Assistant Professor, University of Illinois Urbana-Champaign
Remote-sensing multi-scale interactions in the evolution of tropical convection
Room 811 AOSS, March 6, 2017, 3:30 PM
Small thunderstorms, squall lines, tropical cyclones; all of these systems, organized across a range of scales in both space and time, comprise the tropical convection that is the source of precipitation for the most highly populated regions of the world. While significant progress has been made in understanding tropical convective systems and their associated precipitation processes, the understanding and accurate prediction of their evolution remains elusive. Dealing with this problem is made particularly difficult because these tropical systems occur in difficult to reach areas, with little continuous instrument surveillance.

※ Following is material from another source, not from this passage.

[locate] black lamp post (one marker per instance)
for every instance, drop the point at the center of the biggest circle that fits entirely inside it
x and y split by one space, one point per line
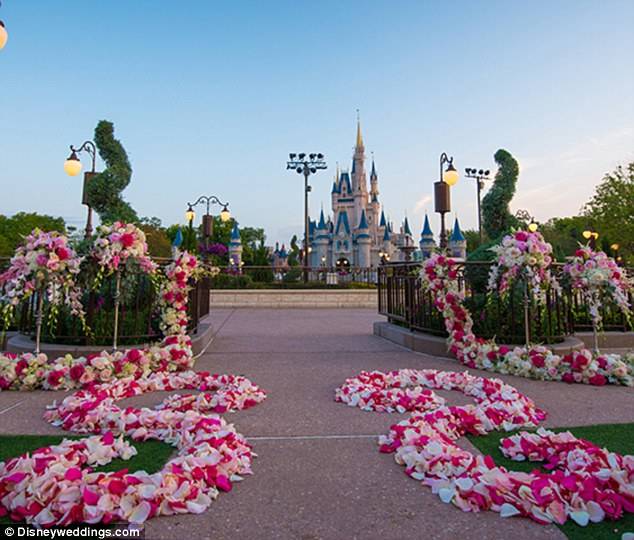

With this motivation, a research program that began as an observational study of internal tropical cyclone processes necessarily expanded into a multi-scale exploration of how tropical precipitation systems interact with, and are influenced by, their larger-scale environment. Using remote sensing observations from satellites and intensive field campaigns, linked together with high-resolution numerical modeling, this research explores two main questions: Do large-scale conditions significantly influence the precipitation production and evolution in tropical convective systems, and if so, how? Once developed, does upscale organization serve as a form of protection from the outside world? These questions inevitably lead to a discussion about future observational needs to address these gaps in understanding about a large contributor to the global precipitation and energy budget.